The caliph summoned an officer, saying, "Go to the caravan at the Moabede Gate. Say that Omar requires the white camel and the man who leads it; none other. Bid Ebno'l Hassan prepare my black dromedary and food for the two for fourteen days. Have everything at the gate, ready to start, in half an hour." Then to a slave, he added, "Give to the son of the Terror of the Desert the best that the house affords to eat and drink."

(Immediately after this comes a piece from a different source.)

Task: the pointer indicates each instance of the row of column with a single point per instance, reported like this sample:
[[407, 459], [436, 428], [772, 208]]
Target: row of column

Without another word the caliph left the room to prepare the messages. The slave hurried to produce a sumptuous feast. The officer left the house to execute the orders of the man whose word was law.
Alone, Kanana sat down again upon the mat and buried his face in his hands, as though he were quietly preparing himself to sleep.
Only a whisper escaped his lips. The words were the same which he had angrily spoken under the shadow of Mount Hor, but the voice was very different: "This is my great reward for giving a cup of water to the thirsty. La Illaha il Allah!" The slave placed the food beside him, but he did not notice it. Not until the caliph entered again did he suddenly look up, exclaiming, "This shepherd's coat would not be fitting the dignity of the white camel. I must have an abbe to cover it, and a mantle to cover my face, that Mecca may not see a beardless youth going upon a mission for the great caliph."
They were quickly provided. The camel and its driver were at the gate, with the black dromedary. All was ready, and with the mantle drawn over his beardless face, and the abbe covering his sheepskin coat, Kanana knelt and received the blessing of the Caliph Omar.
As he rose from his knees, the caliph handed him, first the letters, which Kanana placed in his bosom, and next a bag of gold which Kanana held in his hand for an instant; then, scornfully, he threw it upon the mat, remarking, "My father, I have already received a richer reward than all the gold of Mecca."
The caliph only smiled: "Let each one dance according to the music which he hears. My son, I see the future opening before thee. This is not thy last mission. I read it in thy destiny that thou wilt succeed, and succeed again, until the name of Kanana be written among the greatest of those who have lifted the lance for Allah and Arabia. Go now, and God go with thee."